【NQNニューヨーク=古江敦子】21日の米株式市場でダウ工業株30種平均は反落した。終値は前日比85ドル34セント(0.5%)安の1万7949ドル59セントだった。早朝に発表した四半期決算が減益だった化学のデュポンや保険のトラベラーズなどが大きく下落し、ダウ平均を押し下げた。前日に200ドル超も上げた反動から、目先の利益確定を目的とした売りも出やすかった。
デュポンやトラベラーズ、通信のベライゾン・コミュニケーションズなど米主要企業がこの日発表した1~3月期決算では総じて純利益が前年同期から減った。外国為替市場でのドル高を受けた業績の落ち込みが鮮明となったことが改めて意識され、投資家心理が冷え込んだ。

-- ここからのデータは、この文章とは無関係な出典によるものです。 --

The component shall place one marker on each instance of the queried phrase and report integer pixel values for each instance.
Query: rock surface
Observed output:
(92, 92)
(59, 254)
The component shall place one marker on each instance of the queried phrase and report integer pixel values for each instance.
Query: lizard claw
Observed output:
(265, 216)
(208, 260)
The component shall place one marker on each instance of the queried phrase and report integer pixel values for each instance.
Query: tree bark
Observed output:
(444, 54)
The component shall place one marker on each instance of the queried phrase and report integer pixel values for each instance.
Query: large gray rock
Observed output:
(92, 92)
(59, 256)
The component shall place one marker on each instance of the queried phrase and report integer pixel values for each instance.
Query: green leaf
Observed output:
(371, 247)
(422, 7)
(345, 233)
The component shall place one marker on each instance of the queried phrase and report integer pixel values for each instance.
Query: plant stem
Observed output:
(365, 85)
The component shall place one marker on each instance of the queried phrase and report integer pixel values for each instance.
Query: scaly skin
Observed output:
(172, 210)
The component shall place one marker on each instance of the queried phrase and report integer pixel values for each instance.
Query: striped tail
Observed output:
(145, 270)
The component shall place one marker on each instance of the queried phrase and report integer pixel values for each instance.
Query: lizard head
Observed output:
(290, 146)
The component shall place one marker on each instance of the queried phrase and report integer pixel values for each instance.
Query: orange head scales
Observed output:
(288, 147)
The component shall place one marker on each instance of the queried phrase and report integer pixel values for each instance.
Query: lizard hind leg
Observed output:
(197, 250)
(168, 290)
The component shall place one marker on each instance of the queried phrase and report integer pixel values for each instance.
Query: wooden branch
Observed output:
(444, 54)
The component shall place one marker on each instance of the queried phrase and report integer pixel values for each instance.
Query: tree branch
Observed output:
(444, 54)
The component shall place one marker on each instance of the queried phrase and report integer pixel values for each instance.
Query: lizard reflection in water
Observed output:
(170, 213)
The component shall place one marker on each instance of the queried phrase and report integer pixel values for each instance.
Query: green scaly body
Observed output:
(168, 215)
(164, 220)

ニューヨーク原油先物相場が下げ、業績への懸念が残るエネルギー関連株に売りが出たことも相場の重荷となった。
ハイテク株の比率が高いナスダック総合株価指数は続伸し、前日比19.500ポイント(0.4%)高の5014.102と3月20日以来およそ1カ月ぶりの高値を付けた。時価総額の大きい交流サイト(SNS)のフェイスブックやネット小売り最大手のアマゾン・ドット・コムなどが今週発表される決算内容への期待から上昇し、指数を押し上げた。
業種別S&P500種株価指数は全10業種のうち「エネルギー」や「公益事業」「素材」など7業種が下げた。一方で「ヘルスヘア」や「生活必需品」などが上昇した。売買高はニューヨーク証券取引所(NYSE)が約6億9000万株(速報値)、ナスダック市場は約16億7000万株(同)だった。
個別銘柄では、シェブロンやエクソンモービルなど大手石油株が売られた。商業ローン事業の売却協議に入ったと伝わったゼネラル・エレクトリック(GE)も下げたほか、四半期決算で減益となったことが嫌気されたスポーツ用品のアンダー・アーマーも大幅安となった。
一方、朝方発表の四半期決算が増益だった機械・航空機関連のユナイテッド・テクノロジーズが買われた。世界の自動車販売動向が良好と受け止められた自動車のゼネラル・モーターズ(GM)も上げた。イスラエルの後発薬大手テバ・ファーマシューティカル・インダストリーズから買収を提案された同業のマイランは急伸した。